So you want to sell more of your product online, but you don't have the budget for an official spokesperson.
You don't have the time to set up an influencer marketing campaign.
Well, one major social media platform says it's ready to give you a third option, the fully digital AI spokesperson.
TikTok announced this week it's testing this, which would be accessible right within its ads manager.
You would provide your product details or a landing page URL or any assets you already have.
And in under a minute, TikTok's ad platform will generate a variety of custom videos for you. There are a number of digital actors you can use, which are generated
from real people that TikTok says were paid for the modeling time. Sadly, I get a lot of similar
attempts at these. The avatars TikToks are using come off sounding, well, a little stiff.
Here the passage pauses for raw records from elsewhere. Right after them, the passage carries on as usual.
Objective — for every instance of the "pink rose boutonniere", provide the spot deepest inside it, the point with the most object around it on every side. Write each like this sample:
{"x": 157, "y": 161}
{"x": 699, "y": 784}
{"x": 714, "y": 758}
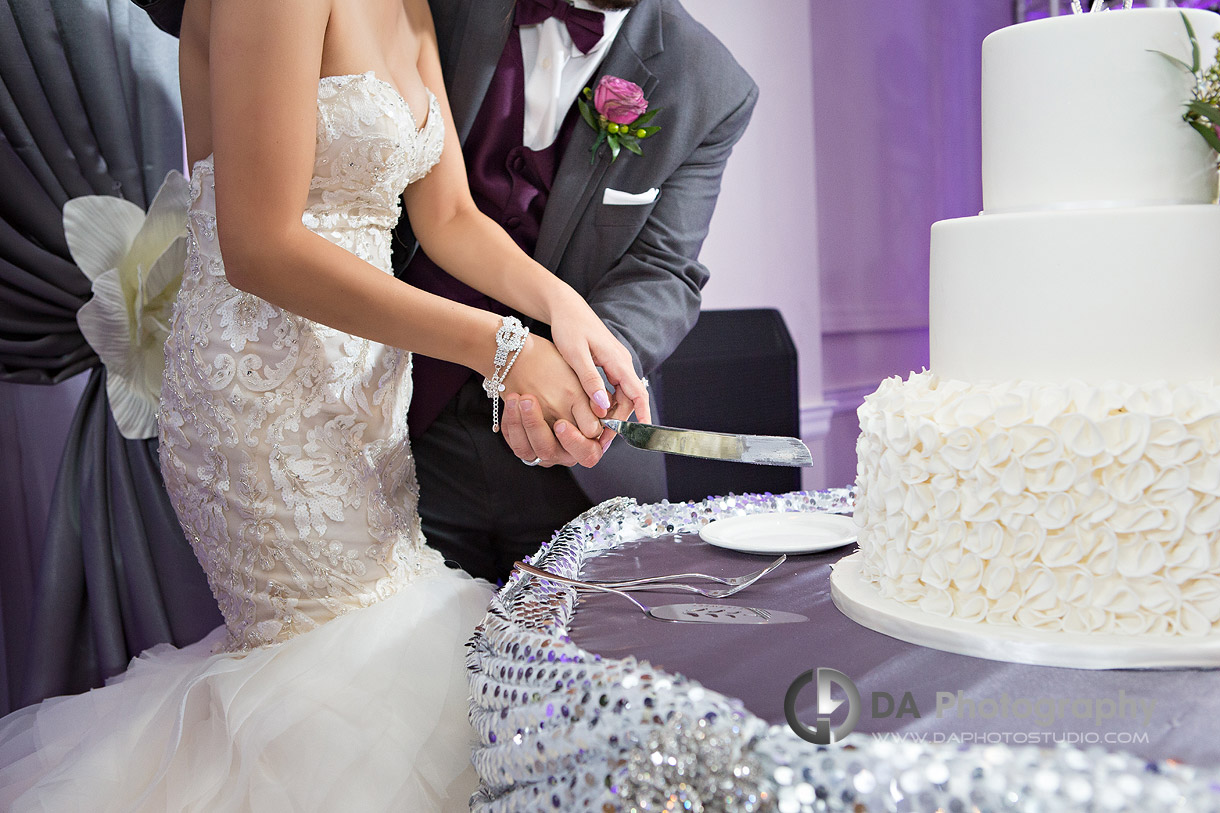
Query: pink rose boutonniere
{"x": 619, "y": 115}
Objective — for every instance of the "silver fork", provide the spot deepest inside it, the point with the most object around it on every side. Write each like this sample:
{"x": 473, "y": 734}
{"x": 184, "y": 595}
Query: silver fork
{"x": 715, "y": 592}
{"x": 576, "y": 582}
{"x": 730, "y": 581}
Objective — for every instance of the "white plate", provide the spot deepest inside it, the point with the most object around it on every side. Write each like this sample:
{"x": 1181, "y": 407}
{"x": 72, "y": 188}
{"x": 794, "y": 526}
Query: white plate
{"x": 791, "y": 532}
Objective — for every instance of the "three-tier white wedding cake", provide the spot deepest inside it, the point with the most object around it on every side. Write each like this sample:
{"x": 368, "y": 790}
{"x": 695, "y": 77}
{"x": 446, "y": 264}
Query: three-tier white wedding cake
{"x": 1054, "y": 479}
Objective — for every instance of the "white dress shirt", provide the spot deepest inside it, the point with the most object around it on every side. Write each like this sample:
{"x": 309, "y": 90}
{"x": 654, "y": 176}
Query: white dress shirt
{"x": 556, "y": 71}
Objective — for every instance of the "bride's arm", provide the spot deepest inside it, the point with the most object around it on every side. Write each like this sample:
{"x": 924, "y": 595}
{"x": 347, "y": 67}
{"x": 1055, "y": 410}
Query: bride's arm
{"x": 265, "y": 61}
{"x": 471, "y": 247}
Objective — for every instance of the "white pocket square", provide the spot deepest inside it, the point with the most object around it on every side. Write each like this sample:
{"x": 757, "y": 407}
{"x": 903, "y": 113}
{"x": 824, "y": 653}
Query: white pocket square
{"x": 616, "y": 198}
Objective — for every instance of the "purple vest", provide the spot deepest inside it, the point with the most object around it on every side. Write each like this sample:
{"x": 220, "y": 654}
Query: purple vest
{"x": 510, "y": 184}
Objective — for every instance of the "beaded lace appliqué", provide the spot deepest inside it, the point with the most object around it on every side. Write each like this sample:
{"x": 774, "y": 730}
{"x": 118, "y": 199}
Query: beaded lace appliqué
{"x": 283, "y": 442}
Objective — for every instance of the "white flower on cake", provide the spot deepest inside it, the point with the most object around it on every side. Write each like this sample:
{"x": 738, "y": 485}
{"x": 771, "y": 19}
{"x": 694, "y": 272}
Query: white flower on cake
{"x": 134, "y": 263}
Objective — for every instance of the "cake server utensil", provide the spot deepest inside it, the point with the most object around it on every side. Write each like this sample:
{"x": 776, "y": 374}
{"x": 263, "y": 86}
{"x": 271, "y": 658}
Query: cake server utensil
{"x": 728, "y": 581}
{"x": 764, "y": 449}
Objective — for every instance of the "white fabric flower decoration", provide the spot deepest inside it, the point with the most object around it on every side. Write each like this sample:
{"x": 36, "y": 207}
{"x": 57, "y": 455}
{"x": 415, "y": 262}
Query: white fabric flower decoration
{"x": 136, "y": 264}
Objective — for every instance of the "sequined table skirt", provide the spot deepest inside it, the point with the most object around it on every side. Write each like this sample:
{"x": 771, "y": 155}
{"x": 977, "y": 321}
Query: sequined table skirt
{"x": 602, "y": 708}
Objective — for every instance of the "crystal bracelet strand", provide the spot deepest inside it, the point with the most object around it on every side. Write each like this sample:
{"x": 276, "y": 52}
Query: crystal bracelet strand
{"x": 509, "y": 342}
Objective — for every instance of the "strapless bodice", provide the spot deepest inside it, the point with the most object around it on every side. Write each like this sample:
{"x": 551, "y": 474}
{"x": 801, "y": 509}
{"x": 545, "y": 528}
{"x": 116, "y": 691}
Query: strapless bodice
{"x": 283, "y": 442}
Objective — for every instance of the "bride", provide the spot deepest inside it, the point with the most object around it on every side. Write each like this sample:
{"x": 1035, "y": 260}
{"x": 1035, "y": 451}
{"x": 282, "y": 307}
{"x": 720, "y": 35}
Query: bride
{"x": 338, "y": 679}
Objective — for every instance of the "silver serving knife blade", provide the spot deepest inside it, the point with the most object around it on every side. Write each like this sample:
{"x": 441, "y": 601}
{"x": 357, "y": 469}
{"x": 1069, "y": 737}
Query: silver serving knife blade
{"x": 765, "y": 449}
{"x": 722, "y": 614}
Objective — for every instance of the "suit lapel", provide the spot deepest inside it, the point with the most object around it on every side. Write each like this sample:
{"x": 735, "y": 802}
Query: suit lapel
{"x": 577, "y": 180}
{"x": 478, "y": 42}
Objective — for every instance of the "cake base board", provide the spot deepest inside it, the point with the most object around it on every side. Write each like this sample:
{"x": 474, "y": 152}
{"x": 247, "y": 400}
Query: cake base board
{"x": 859, "y": 601}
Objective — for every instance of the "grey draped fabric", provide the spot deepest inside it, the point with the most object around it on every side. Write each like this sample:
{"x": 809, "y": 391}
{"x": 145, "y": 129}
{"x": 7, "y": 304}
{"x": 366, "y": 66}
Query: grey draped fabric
{"x": 88, "y": 105}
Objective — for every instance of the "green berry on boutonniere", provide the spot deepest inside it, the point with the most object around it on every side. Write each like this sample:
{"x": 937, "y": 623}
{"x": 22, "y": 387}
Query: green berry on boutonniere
{"x": 619, "y": 115}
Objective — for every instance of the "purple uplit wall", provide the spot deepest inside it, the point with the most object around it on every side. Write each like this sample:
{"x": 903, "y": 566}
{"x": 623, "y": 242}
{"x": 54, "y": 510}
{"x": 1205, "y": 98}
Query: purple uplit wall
{"x": 1036, "y": 9}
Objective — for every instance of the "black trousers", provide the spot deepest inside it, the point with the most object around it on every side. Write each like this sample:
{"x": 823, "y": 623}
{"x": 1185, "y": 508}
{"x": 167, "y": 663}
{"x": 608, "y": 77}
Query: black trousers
{"x": 480, "y": 504}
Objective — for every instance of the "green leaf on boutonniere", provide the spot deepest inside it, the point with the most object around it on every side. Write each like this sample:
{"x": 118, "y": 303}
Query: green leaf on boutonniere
{"x": 587, "y": 114}
{"x": 1204, "y": 110}
{"x": 647, "y": 117}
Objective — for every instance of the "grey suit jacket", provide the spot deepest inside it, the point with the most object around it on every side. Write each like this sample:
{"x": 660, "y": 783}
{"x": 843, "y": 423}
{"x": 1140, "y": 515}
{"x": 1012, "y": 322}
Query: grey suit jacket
{"x": 636, "y": 265}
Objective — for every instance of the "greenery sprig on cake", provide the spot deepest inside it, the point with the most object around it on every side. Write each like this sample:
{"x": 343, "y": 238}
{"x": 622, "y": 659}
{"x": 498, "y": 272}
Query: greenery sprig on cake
{"x": 1203, "y": 109}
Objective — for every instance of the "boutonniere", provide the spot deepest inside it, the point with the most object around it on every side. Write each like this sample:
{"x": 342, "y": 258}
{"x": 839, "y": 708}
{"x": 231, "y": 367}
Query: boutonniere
{"x": 619, "y": 115}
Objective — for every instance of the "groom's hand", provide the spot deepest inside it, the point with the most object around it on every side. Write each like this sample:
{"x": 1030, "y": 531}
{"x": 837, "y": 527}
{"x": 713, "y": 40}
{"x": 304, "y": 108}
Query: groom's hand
{"x": 530, "y": 436}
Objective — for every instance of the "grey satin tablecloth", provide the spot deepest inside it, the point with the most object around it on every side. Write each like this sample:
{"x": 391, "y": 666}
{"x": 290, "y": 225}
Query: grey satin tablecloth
{"x": 1155, "y": 714}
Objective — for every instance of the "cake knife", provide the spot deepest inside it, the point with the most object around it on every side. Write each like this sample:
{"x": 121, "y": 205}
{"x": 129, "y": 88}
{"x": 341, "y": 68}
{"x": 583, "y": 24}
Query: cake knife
{"x": 765, "y": 449}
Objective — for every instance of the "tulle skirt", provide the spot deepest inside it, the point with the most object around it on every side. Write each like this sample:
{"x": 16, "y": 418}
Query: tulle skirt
{"x": 367, "y": 712}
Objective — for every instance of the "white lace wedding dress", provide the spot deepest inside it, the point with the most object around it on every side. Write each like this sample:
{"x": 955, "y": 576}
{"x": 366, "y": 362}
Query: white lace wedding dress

Hi there. My name is Adrienne. Well, not Adrienne, Adrienne, but TikTok's latest Symphony Digital avatar.
I am a custom avatar born from TikTok's latest generative AI technology.
What I love about my job here at TikTok is that we're building for the future of creativity and marketing.
And today, I'm thrilled to unveil our new Symphony Digital avatars right here and now.
There are a couple of other tells, too.
The lips seem to lag behind the words and the avatar gestures at times that don't really
match what she's saying.
TikTok says it'll get a small AI generated label overlaid on the video.
Still, there are some big benefits, probably the biggest being the multi-language capabilities.
The bot can speak 30 languages.
So you just turn
that feature on with a checkbox and suddenly you're a lot more effective in markets that you
might have previously ignored. There is a wait list to sign up for the test. We have that link
in today's email newsletter. Again, tap the link at the top of the show notes. It was just last
week that the American trade regulator warned about using AI in advertising, quoting from the FTC, quote, your therapy bots
aren't licensed psychologists. Your AI girlfriends are neither girls nor friends. Your grief bots
have no soul and your AI co-pilots are not gods. We've warned companies about making false or
unsubstantiated claims about AI or algorithms, would be followed up with action.
Unquote.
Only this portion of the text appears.